SUNY Oneonta Observatory at College Camp
- Organization: State University of New York at Oneonta
- Location: Oneonta, New York (USA)
- Coordinates: 42°29′50″N 75°03′37″W﻿ / ﻿42.497162°N 75.060235°W

Telescopes
- Main telescope: 1m (40") Newtonian reflector
- Secondary telescope 1: 16" Schmidt-Cassegrain
- Secondary telescope 2: 14" Schmidt-Cassegrain

= SUNY Oneonta College Observatory =

The SUNY Oneonta Observatory is an astronomical observatory in Oneonta, New York, home to the state's largest optical telescope and one of the largest publicly open east of the Mississippi, a one-meter (40 inch) Newtonian reflector constructed by JMI Telescopes of Lakewood, Colorado.

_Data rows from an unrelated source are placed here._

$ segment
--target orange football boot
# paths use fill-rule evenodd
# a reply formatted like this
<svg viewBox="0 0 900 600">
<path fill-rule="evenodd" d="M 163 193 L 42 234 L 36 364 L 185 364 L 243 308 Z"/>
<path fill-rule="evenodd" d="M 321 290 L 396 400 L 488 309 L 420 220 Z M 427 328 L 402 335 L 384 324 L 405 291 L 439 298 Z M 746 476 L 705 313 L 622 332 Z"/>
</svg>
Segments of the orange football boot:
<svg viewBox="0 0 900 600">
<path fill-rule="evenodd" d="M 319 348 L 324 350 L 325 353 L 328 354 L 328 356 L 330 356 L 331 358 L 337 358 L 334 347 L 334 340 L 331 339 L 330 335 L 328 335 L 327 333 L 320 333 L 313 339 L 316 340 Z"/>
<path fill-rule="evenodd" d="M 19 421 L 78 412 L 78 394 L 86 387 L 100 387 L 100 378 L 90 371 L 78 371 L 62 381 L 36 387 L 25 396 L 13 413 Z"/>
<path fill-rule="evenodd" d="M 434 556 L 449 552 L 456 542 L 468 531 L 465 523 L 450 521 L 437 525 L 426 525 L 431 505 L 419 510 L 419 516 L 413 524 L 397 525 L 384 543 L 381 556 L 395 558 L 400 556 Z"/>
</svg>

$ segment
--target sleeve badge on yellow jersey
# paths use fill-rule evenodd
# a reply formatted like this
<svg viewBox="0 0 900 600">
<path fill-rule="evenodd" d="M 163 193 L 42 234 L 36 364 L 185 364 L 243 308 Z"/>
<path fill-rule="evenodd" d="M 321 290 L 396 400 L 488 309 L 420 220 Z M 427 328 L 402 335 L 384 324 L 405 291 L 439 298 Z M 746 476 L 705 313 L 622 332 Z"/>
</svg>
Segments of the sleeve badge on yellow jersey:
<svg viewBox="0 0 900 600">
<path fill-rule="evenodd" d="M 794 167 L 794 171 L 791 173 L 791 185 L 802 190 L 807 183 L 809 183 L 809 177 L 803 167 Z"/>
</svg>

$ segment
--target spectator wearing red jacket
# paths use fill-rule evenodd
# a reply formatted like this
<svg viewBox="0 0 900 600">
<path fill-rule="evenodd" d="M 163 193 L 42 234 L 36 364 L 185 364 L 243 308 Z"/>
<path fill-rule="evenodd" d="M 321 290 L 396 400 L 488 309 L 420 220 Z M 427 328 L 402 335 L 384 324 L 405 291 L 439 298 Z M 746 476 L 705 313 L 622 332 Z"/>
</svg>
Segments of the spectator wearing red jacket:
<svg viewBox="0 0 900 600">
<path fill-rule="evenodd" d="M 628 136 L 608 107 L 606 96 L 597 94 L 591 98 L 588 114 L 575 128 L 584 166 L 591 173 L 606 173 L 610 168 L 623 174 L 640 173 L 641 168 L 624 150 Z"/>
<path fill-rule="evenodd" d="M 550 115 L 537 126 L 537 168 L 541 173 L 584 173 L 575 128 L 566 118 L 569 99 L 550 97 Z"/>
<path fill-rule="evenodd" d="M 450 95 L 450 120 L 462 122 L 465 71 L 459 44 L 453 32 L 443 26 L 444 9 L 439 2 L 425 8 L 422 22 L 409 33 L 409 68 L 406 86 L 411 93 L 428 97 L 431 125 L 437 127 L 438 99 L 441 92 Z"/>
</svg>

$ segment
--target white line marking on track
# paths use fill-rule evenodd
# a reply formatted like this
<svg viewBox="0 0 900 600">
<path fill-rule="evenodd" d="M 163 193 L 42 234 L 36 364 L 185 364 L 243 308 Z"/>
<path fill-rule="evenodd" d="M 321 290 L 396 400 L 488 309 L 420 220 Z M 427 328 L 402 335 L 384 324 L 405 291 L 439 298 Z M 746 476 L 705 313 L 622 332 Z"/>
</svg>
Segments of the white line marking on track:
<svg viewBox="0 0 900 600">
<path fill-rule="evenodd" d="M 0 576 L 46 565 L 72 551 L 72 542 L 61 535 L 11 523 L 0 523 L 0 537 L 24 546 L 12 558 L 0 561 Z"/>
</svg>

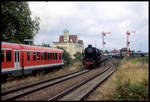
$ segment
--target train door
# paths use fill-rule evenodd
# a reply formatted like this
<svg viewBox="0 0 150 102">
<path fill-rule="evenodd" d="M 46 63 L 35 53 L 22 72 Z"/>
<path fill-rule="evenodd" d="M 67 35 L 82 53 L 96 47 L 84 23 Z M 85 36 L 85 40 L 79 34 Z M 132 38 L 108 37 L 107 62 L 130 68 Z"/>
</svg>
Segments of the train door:
<svg viewBox="0 0 150 102">
<path fill-rule="evenodd" d="M 15 69 L 20 68 L 20 52 L 19 50 L 14 50 L 14 60 L 15 60 Z"/>
<path fill-rule="evenodd" d="M 64 53 L 61 54 L 62 63 L 64 63 Z"/>
</svg>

The JMI website quotes the cost of the telescope at $159,000. The JMI design is more cost-effective than other telescopes because of its Dobsonian mount and optical system. SUNY Oneonta acquired the telescope in 2006 for less than $150,000. After construction of a new dedicated observatory building, the telescope had a "first light" ceremony on May 30, 2009.

The observatory is located off the main campus of SUNY Oneonta at the Oneonta College Camp, and contains several instruments. There is a 16-inch Meade LX200 Schmidt-Cassegrain telescope (SCT) and a 14-inch Celestron CGE1400 Schmidt-Cassegrain telescope, each housed under separate domes and permanently mounted. Also available for observing are two 8-inch Celestron NexStar SCTs, a 10-inch Orion XT10 Dobsonian, an 11-inch Celestron CGE1100, and JMI RB-66 reverse binoculars. For data acquisition, students can use a research-grade SBIG STL-1001E CCD imaging system, a high-resolution SBIG spectrograph, and a photoelectric photometer. The college hosts regular public viewing sessions, generally on designated dates once a month year-round.